Friday, November 5, 2021

Partly Cloudy - Tanita S. Davis

Summary:  Lightning couldn't strike twice, could it?

After a terrible year, Madalyn needs clear skies desperately.  Moving in with her great-uncle, Papa Lobo, and switching to a new school is just the first step. 

It's not all rainbows and sunshine, though.  Madalyn discovers she's the only Black girl in her class, and while most of her classmates are friendly, assumptions lead to some serious storms.

Papa Lobo's long-running feud with neighbor Mrs. Baylor brings wild weather of its own, and Madalyn wonders just how far things will go.  But when fires threaten the community, Madalyn discovers that being truly neighborly means more than just staying on your side of the street -- it means weathering tough conversations and finding that together a family can pull through anything.

Award-winning author Tanita S. Davis shows us that life isn't always clear, and that partly cloudy days still contain a bit of blue worth celebration. 

(Summary from back of book - Image from amazon.com - This book was given to me for free in exchange for an honest review)

My Review: Partly Cloudy tells the story of a young girl named Madalyn, who is struggling to find healthy friendships in a new school, far away from familiar faces and the home she loves.   The author, Tanita S. Davis, uses Madalyn's story to teach a valuable lesson about life, family, friendship, and the importance of having hard conversations. 

After a truly awful 6th grade year, in which her dad lost his job, her best friend moved away, and her old school dealt with some security issues, Madalyn moves in with her great-uncle so that she can attend a better school.  She's a little nervous about her first day, so when she trips over the curb and falls in front of the entire school, Maddie wants to sink into the floor.  There aren't any kids who look like her in her new class and, though most of the kids are nice, a few girls say and do things that make her feel uncomfortable.  As the book continues, Madalyn realizes that one of her 'friends' has some troubling issues and must decide how to respond.  

Davis's writing hits dead center when it comes to portraying the ups and downs of adolescent female emotions.  Madalyn's feelings are complicated, and when upset, she tends to see the world through a very critical lens.  If you've ever read Alexander and the Terrible, Horrible, No Good, Very Bad Day, you'll know what I mean.  When she feels overwhelmed and confused, she often needs some time (and a little advice) before she can fully sort them out. 

Although Madalyn's parents are elsewhere for much of the book, they seem almost superhuman in their ability to connect with their daughter and help her navigate the murky waters of friendship and have tricky conversations. Much of the advice they give her could also be directed at the helping the reader have healthier relationships and harder conversations in their own life.

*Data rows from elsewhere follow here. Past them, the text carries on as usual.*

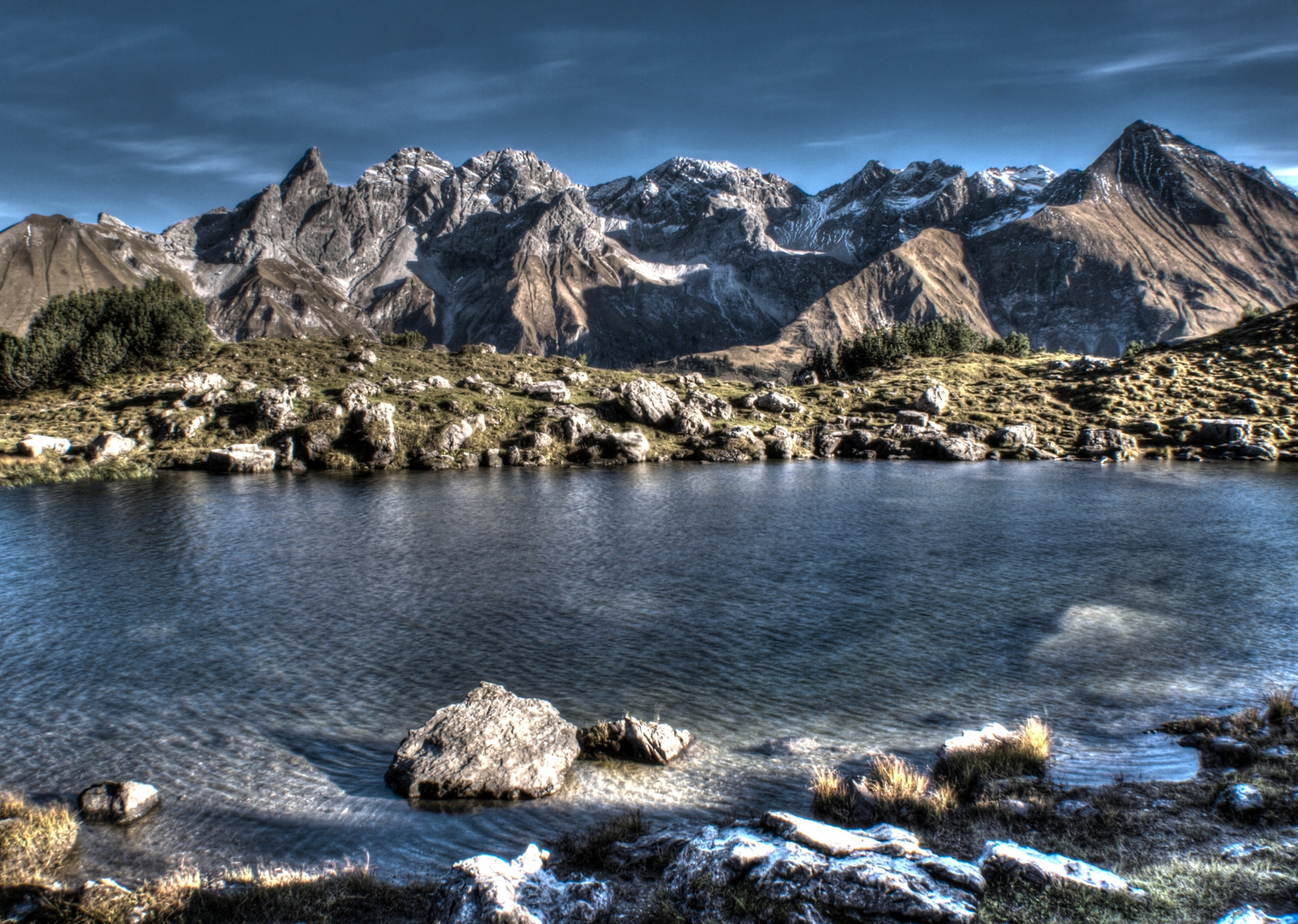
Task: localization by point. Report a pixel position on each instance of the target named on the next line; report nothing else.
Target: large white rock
(775, 858)
(489, 891)
(632, 444)
(34, 444)
(933, 399)
(201, 383)
(649, 402)
(492, 745)
(1006, 858)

Some of my favorite advice dispensed: 

"Just walk in there being your own brilliant self and see what happens.  You don't have to be a reflection of anyone else's attitude -- be your own original work of art."

"If you couldn't say anything nice, you should at least say something true in the nicest way possible."

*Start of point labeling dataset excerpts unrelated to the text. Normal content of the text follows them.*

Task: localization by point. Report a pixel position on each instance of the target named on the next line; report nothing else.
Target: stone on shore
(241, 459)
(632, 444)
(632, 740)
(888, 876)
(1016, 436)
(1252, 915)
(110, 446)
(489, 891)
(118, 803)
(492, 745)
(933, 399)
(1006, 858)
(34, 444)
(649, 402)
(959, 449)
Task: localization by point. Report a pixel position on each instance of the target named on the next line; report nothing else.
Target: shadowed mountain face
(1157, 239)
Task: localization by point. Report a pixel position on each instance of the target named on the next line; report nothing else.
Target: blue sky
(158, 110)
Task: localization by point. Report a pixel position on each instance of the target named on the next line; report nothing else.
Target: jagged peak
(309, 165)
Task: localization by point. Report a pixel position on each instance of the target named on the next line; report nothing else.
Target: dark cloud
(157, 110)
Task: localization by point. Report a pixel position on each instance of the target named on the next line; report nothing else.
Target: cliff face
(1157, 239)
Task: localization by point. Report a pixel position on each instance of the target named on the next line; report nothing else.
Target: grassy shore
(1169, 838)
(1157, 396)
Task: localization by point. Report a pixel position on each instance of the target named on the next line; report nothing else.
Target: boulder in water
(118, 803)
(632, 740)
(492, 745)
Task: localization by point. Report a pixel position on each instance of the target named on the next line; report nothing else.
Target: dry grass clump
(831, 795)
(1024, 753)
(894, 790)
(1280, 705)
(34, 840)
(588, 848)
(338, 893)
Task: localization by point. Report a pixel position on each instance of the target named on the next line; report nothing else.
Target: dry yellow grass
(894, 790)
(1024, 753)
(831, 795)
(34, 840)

"Just listen to her when she wants to talk. She has to work out how she feels her own way.  You don't have to agree with what she says, but it sounds like the best way you can be a friend is to listen."

Partly Cloudy is primarily written for middle-grade readers -- tweens, if you will. As an adult, I experienced this book a bit differently than I imagine your average tween would.  I noticed the overall plot often plays second fiddle to the book's underlying message (which I'll get to in just a second), but the conversations surrounding that message felt manufactured, rather than a naturally-occurring extension of the story.  Luckily, I don't think middle-grade readers are likely to pick up on that issue.  Nor are they likely to mind writing that is slightly tailored to meet their reading level; in fact, they will probably prefer it.  

Now about that message.  Conversations about race can be uncomfortable.  It is hard to know when, where, and how to have them.  Partly Cloudy offers a youthful perspective to relevant conversations about kindness, communication, and race that we all need to be having.  Readers will learn from Madalyn's own experiences that seemingly innocuous questions can be hurtful, how to approach difficult conversations, and that friendships can evolve if we commit to listen and grow together.  Overall, I think that Partly Cloudy has the potential to generate a lot of worthwhile discussion amidst a certain set of readers and would be an interesting tween/midde-grade book club pick. 

My Rating:  3.5 Stars

For the Sensitive Reader:  No language or sexual situations.  Some intense moments surrounding wildfires.